Government inflation data is due today and the Fed is set to make an interest rate announcement on June 14 and 15. According to Bloomberg, a rate increase is expected during this meeting.

Finally, Diana Olick of CNBC also reports that mortgage volume data shows that applications for loans have dropped 14% year-over-year amidst higher rates and prices.

Vacant properties

Amidst talk across the country of vacant property taxes, ATTOM Data Solutions released its quarterly Vacant Property and Zombie Foreclosure Report, showing an increase in both occupied and vacant (zombie) foreclosures.

“259,166 residential properties in the U.S. are in the process of foreclosure in the second quarter of this year, up 12.7 percent from the first quarter of 2022 and up 15.9 percent from the second quarter of 2021 . . . ..Among those pre-foreclosure properties, 7,569 sit vacant in the second quarter of 2022, meaning that the number of zombie-foreclosure properties went up quarterly by 2.8 percent.”

According to Alcynna Lloyd of Business Insider, “There are an estimated 1.3 million zombie homes across the US, and New York state has the highest share. As of 2022, thousands of these vacant homes are sprinkled throughout the state, especially in communities of color.” This is why, in 2013, the state passed the Abandoned Property Neighborhood Relief Act, which incentivized banks and community groups to maintain and rebuild foreclosed homes as affordable housing. Over 11,000 homes have been restored.

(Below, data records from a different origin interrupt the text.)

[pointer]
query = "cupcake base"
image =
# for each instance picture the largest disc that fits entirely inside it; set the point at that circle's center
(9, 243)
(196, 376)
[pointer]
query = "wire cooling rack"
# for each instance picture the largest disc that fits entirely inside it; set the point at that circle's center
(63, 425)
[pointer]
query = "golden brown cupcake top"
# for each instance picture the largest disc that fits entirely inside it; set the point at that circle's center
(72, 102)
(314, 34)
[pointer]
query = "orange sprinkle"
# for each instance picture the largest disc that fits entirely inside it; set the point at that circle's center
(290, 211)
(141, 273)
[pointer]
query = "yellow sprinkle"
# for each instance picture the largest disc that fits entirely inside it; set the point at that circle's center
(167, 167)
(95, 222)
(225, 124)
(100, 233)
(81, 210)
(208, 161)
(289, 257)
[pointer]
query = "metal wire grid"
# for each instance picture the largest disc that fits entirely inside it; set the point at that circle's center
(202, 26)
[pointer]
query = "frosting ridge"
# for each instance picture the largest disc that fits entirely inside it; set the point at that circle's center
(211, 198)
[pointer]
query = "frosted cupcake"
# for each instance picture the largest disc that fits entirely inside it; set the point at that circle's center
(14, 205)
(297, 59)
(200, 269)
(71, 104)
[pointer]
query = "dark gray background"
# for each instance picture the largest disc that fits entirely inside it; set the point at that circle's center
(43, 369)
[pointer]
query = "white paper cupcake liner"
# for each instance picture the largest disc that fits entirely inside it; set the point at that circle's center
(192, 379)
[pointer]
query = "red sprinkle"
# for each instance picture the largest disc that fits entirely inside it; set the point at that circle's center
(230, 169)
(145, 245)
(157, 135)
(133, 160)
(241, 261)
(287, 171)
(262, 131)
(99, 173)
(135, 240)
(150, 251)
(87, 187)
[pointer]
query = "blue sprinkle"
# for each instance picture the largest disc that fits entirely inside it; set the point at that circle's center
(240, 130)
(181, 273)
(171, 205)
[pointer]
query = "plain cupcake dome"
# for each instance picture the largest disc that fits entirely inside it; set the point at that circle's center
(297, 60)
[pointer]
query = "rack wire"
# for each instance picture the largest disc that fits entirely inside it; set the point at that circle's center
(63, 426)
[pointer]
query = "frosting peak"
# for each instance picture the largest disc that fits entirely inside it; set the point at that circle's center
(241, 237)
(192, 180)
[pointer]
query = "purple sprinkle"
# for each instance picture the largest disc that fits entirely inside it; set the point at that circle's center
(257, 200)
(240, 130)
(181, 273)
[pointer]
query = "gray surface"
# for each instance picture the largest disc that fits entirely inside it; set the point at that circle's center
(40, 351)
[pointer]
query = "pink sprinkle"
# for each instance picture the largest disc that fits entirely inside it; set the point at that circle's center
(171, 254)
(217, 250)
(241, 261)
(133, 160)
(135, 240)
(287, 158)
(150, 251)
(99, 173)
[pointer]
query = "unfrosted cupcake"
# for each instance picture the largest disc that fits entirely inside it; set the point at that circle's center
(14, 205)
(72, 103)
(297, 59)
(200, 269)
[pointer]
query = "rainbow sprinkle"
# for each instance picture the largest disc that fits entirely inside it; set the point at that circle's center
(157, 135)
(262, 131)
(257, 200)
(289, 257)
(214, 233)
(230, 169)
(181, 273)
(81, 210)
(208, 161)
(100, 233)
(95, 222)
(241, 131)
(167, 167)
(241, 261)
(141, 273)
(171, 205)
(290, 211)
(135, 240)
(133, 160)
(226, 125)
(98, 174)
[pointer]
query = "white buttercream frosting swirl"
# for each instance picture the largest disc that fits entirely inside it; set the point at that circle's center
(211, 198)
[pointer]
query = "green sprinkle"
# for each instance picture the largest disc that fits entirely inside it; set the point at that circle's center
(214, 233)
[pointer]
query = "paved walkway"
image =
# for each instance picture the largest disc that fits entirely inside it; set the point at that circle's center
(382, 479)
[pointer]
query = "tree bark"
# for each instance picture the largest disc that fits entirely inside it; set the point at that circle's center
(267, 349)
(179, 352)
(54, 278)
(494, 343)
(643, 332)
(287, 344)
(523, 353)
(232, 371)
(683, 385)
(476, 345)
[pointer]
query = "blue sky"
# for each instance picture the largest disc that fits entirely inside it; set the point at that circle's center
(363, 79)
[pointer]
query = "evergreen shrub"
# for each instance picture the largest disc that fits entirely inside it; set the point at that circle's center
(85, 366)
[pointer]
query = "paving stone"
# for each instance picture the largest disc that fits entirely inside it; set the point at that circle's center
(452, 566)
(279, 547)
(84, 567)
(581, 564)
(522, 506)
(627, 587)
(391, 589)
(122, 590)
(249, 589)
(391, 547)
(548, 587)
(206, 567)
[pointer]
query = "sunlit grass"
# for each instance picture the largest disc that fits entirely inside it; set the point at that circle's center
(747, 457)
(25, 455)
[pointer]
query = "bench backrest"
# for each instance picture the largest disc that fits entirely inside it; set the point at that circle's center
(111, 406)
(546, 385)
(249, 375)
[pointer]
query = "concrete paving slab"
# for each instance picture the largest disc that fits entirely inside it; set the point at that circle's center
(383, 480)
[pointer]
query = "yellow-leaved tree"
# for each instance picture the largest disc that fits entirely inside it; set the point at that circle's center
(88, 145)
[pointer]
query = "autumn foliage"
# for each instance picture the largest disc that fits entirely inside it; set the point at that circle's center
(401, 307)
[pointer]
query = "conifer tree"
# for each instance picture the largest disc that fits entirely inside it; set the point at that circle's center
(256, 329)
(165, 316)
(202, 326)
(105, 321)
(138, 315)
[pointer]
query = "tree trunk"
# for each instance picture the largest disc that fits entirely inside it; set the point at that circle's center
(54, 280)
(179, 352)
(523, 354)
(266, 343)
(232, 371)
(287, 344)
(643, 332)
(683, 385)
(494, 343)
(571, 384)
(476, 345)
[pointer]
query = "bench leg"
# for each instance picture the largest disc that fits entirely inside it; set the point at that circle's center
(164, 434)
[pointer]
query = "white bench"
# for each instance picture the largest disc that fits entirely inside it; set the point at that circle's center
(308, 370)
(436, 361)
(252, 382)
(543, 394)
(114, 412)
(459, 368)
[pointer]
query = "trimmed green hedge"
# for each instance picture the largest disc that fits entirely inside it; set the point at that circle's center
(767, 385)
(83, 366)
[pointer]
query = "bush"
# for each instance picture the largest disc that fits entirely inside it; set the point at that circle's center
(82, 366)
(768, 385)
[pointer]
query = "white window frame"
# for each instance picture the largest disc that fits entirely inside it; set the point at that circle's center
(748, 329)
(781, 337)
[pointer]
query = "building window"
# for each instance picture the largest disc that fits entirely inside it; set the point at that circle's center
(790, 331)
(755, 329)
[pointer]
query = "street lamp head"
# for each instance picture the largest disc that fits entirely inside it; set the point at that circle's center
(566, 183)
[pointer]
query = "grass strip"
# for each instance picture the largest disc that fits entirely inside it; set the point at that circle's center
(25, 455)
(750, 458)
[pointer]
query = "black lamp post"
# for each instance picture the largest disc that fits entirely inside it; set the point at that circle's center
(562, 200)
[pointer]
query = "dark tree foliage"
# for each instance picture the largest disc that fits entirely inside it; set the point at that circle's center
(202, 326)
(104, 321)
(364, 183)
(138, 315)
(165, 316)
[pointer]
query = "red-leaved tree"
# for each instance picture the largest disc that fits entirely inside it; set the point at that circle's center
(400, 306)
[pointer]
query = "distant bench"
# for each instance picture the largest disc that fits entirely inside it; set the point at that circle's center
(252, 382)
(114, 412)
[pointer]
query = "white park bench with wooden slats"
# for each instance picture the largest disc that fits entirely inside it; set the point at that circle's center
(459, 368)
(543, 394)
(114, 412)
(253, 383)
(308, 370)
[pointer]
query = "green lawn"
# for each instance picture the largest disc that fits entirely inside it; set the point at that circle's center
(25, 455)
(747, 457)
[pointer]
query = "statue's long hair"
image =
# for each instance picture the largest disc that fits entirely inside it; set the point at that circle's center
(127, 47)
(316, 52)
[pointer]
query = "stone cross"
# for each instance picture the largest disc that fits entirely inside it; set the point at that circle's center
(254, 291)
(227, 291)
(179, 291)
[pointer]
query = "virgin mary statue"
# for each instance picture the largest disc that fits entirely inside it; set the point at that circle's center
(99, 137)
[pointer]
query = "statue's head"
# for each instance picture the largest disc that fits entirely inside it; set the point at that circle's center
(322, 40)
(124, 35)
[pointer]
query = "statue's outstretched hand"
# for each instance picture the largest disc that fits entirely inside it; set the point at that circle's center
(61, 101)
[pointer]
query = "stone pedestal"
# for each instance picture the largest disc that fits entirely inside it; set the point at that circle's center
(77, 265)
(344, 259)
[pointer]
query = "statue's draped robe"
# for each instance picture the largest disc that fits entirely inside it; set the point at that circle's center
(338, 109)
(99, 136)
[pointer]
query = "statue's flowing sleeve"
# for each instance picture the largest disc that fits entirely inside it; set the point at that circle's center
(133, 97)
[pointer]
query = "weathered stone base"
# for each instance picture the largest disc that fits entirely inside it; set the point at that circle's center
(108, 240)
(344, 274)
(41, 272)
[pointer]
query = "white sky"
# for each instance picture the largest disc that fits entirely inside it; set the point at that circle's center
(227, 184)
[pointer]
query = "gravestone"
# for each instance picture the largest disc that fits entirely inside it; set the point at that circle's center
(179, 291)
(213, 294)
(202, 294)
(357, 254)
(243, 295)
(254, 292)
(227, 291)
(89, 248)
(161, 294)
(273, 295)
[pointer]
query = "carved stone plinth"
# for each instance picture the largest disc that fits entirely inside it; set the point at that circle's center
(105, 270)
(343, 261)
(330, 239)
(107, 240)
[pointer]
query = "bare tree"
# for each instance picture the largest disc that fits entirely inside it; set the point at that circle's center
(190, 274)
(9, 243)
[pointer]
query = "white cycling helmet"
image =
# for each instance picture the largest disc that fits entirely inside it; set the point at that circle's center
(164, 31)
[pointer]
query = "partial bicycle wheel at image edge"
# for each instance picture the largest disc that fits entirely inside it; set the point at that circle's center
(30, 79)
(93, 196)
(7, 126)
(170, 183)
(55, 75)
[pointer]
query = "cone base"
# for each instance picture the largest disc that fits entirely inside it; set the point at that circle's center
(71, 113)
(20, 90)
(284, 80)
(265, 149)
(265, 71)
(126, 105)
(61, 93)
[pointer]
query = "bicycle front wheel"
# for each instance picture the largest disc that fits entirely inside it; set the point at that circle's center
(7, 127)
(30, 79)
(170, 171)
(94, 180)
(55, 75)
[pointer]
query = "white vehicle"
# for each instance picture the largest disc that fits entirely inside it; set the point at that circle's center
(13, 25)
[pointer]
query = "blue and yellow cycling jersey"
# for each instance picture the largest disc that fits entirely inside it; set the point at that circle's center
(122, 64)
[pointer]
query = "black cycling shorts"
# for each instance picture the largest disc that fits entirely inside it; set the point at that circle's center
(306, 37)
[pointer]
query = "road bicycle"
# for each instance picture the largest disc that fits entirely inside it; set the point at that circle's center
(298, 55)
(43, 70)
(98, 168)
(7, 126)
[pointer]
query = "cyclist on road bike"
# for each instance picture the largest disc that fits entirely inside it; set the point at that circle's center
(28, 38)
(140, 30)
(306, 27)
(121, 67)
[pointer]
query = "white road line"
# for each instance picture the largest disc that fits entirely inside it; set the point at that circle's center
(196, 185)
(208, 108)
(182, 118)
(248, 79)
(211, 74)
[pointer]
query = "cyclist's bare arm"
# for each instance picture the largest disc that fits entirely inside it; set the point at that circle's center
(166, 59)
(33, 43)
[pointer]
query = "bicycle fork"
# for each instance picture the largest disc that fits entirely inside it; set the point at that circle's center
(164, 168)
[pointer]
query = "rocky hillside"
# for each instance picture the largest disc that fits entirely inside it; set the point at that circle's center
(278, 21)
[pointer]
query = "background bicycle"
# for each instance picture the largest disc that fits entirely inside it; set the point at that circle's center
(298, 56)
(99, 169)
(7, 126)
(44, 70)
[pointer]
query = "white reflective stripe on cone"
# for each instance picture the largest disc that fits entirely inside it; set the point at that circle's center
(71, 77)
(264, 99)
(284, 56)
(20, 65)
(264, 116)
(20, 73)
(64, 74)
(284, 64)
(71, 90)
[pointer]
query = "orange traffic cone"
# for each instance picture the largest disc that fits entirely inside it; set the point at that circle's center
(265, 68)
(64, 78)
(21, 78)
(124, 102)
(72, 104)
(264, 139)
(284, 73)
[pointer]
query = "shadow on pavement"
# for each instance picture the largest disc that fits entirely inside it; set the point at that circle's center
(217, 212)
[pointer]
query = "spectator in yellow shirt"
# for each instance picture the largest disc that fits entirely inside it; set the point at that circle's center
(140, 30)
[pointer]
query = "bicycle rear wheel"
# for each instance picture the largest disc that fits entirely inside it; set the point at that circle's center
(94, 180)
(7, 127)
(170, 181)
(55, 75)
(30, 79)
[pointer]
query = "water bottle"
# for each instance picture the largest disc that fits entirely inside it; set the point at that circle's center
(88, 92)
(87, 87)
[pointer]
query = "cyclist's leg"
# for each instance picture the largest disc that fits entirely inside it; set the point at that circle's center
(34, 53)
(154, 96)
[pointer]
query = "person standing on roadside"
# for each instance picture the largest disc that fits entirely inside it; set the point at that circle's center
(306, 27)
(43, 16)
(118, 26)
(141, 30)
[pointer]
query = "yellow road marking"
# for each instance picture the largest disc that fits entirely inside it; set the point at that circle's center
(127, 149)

Christine Stricker comments on ATTOM Data Solutions’ report, noting that the zip codes with the highest zombie foreclosure rates are heavily favored in the Cleveland, OH, area:

  1. 44112 – Cleveland, OH (32.3 percent);
  2. 44108 – Cleveland, OH (31.6 percent);
  3. 44105 – Cleveland, OH (26.6 percent);
  4. 61604 – Peoria, IL (21.1 percent);
  5. 13601 – Watertown, NY (17.2 percent);
  6. 44110 – Cleveland, OH (17.0 percent);
  7. 44109 – Cleveland, OH (16.4 percent);
  8. 44102 – Cleveland, OH (13.7 percent);
  9. 13760 – Endicott, NY (13.0 percent);
  10. 44120 – Cleveland, OH (12.4 percent).

Rick Sharga, executive vice president of market intelligence at ATTOM, had this to say about the data: “We’re now seeing properties where the borrower was already in default prior to the government’s moratorium re-enter the foreclosure process, and undoubtedly some of these homes will have been vacated over the past 26 months.”